Thursday, January 31, 2008

Outta Time

Have you seen the movie Back to the Future, that mid-80's blockbuster movie with Michael J. Fox and Christopher Lloyd? In it there is a time-traveling DeLorean and its license plate says OUTATIME, a reference to the tricked-out sports car's superpowers.

I realized in a huge pile of emails and to-do lists, tears and frutration yesterday that guess what? I was outta time...outta time to get my finances in order, outta time to get my taxes filed, outta time to get my visa application approved by an African embassy in Washington, D.C., outta time to get my digital camera repaired and my prescriptions refilled and my mosquito net purchased all before next Wednesday morning, February 6, at 7:05 a.m. when my flight was scheduled to leave SFO for JFK for ACC, San Francisco to New York to Accra, the capital of Ghana.

I hate it when I can't pull stuff like this off, I hate it when my powers fail me and my unrealistic sense of what I can and can't do catches up with me and bites me hard, right in the rear. I hate it even when it is not my fault, when it is beyond my control, when it is not the result of sloth or laziness or disorganization on my part but is really just the result of interrelated circumstances, just the result of life.

Was it impossible to think I'd be able to arrive in Berkeley on January 10 and leave three weeks later? No. What it unlikely? Maybe. Did I think I could do it? Of course because I am still learning, and this year is full of many lessons, that I actually cannot do absolutely everything. Do I judge myself harshly for having to say I wasn't ready, I needed more time? Yes. Does that make a lot of sense? No. Was I mad that I had to pay $275 to change my ticket? Of course. In the end does it matter? Really, most likely, not at all.

My intentions have not shifted, my motivation is no less than it was before.
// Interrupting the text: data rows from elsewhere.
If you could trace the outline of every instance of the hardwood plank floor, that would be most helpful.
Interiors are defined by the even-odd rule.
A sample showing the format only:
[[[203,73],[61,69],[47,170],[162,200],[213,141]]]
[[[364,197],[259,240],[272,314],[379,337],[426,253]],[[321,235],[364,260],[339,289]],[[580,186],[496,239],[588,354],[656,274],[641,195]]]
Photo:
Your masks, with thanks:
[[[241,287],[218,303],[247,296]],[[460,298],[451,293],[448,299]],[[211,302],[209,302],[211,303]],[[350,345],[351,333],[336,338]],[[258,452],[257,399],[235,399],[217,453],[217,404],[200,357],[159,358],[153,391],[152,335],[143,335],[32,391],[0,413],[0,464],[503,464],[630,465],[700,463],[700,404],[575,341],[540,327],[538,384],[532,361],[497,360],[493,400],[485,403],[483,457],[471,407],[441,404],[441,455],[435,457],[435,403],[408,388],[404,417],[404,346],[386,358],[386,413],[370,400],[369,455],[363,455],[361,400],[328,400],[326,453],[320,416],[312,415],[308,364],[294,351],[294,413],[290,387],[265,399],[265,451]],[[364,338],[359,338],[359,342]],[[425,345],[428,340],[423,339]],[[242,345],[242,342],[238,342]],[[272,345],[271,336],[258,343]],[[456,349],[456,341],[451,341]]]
I am aware that if I do not receive the significant financial support for which I have applied then just all bets are off, inarguably, because I cannot continue to perform acts of tikkun olam, of repairing the world, on the money I earned tutoring Anglo ex-pat kids a few times a week in Jerusalem when I wasn't busy volunteering as an English teacher in an integrated neighborhood's understaffed public school. It just won't be possible. But until I know about that for sure one way or the other I continue to search the Internet for the best price on mosquito nets, I continue to complete in quadruplicate the Ghanaian immigration forms I will submit once I am able to prove my own financial sufficiency for the time I am there. I was out of time but have given myself an extension--an expensive but necessary one, time is money after all I suppose--and it is my sincerest hope that I will still go to work and live for three months in Africa. Until I am told no, I will persevere in planning on yes. This just means that I have a few more days before I leave to wash my hands under a faucet instead of in a bucket. Nice.